KabaLi

KabaLi
FOTO FASILITASI TARI BANDA PADA ACARA FESTIVAL BUDAYA KERATON LIYA TAHUN 2011

KabaLi

KabaLi
FOTO FASILITASI TARI NGIFI- LARIANGI LIYA, PADA ACARA FESTIVAL BUDAYA KERATON LIYA TAHUN 2011

Sabtu, 13 Oktober 2012

PEMDA WAKATOBI HARUS TANGGAP : SECARA SOSIOLOGI BUDAYA, KEHADIRAN LEMBAGA ADAT DI LIYA, WANGI-WANGI TIDAK DIPERLUKAN ; "GALANG LEMBAGA SARA LIYA"


OLEH : HUMAS KABALI



Berdasarkan hasil kajian sosiologis tradisi budaya Liya, disimpulkan bahwa keberadaan Lembaga Adat Liya yang ada saat ini sama sekali tidak diperlukan oleh masyarakat Liya mengingat bahwa secara turun temurun hingga saat ini charisma kewibawaan Sara Liya (bobato Liya) masih sangat disegani oleh masyarakat adat Liya. Apalagi sejak tanggal 25 Juli 2012 Meantu,u Liya (di Liya dikenal dengan nama Lakina, atau Moori atau Raja) telah dilantik secara adat oleh Sultan Buton di Keraton Buton. Dampak positif dari telah dilantiknya Raja Liya tersebut yang dipegang oleh Mumammad Haris (anak Raja Liya terahir), maka saat ini telah disusun perangkat sara Liya yang terdiri dari 12 orang Bobato Liya atau pemangku tertinggi adat Liya sebagai perangkat pemerintahan Raja Liya. Meskipun kehadiran Raja Liya dan perangkatnya sebagai suatu sistem pemerintahan tradisional masa lalu tidak begitu tenar dibicarakan saat ini diranah nasional, namun tidaklah begitu salah keberadaan mereka saat ini mengingat bahwa nilai-nilai sistem hukum adat tradisional di masyarakat Liya hingga saat ini dalam kehidupan sehari-hari masih berlaku mutlak

Dalam Peraturan Menteri Dalam Negeri nomor 5 tahun 2007 tentang Pedoman Penataan Lembaga Kemasyarakatan,pada bab I Ketentuan Umum, Pasal 1, ayat 15. Disebutkan bahwa Lembaga Adat adalah Lembaga Kemasyarakatan baik yang sengaja dibentuk maupun yang secara wajar telah tumbuh dan berkembang di dalam sejarah masyarakat atau dalam suatu masyarakat hukum adat tertentu dengan wilayah hukum dan hak atas harta kekayaan di dalam hukum adat tersebut, serta berhak dan berwenang untuk mengatur, mengurus dan menyelesaikan berbagai permasalahan kehidupan yang berkaitan dengan dan mengacu pada adat istiadat dan hukum adat yang berlaku. Dalam keterangan ayat 15 tersebut sangatlah jelas bahwa yang dimaksud dengan Lembaga Adat yang secara wajar telah tumbuh dan berkembang dalam sejarah masyarakat Liya adalah Sara Liya yang dikenal dengan Bobato Liya. Bobato Liya inilah sebenarnya berfungsi sebagai Lembaga Adat karena ditangan merekalah yang mengatur segala sistem adat dan hukum adat yang berlaku di masyarakat Liya bukan lembaga adat yang baru dibentuk seperti yang terjadi saat ini.

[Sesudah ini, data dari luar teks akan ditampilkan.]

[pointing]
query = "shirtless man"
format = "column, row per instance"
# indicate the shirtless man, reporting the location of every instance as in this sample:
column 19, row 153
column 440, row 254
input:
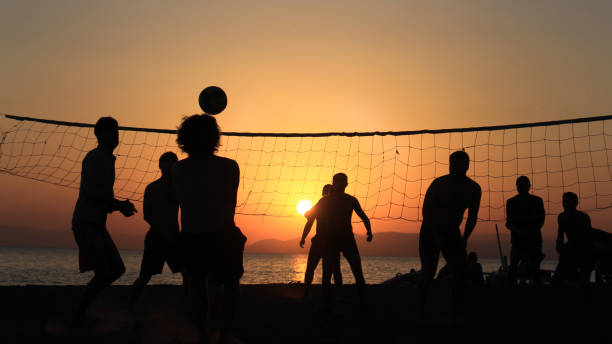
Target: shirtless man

Masyarakat Liya sampai saat ini sangat tunduk atas azas system adat dan hokum adat yang berlaku di Liya termasuk juga batas-batas wilayah hak ulayat adat. Menurut DR (kandidat) Sumiman Udu, M.Hum mengatakan bahwa di Liya tidak diperlukan hadirnya Lembaga Adat, sebab masyarakat masih tunduk dan taat atas azas system adat dan hokum adat yang dimiliki oleh sara Liya (bobato Liya), sehingga keberadaan Lembaga Adat yang ada saat ini akan menjadi mubasir jika para sara Liya tidak mau menyetujui keputusan-keputusan yang diambil oleh Lembaga Adat ini.

Oleh karena itu, Lembaga Forum Komunikasi Kabali Indonesia menghimbau agar para pengurus Lembaga Adat Liya saat ini sebaiknya mempertimbangkan dengan baik keberdaan lembaga yang dibentuknya supaya masyarakat Liya tidak menjadi bingung dalam penegakan adat istiadat, tradisi dan budaya mengingat Sara Liya (bobato Liya) masih memiliki kewibawaan untuk mengatur masyarakatnya apalagi saat ini telah terbentuk bobato Liya dengan 12 orang kepala Sara yang dipimpin oleh Raja Liya (meantu,u Liya). Raja Liya dan perangkatnya inilah merupakan partnership pemerintah daerah Kabupaten Wakatobi dalam mengatur sistem masyarakat adat di wilayahnya dan penghubung antara kepentingan masyarakat adat dan pemerintah. 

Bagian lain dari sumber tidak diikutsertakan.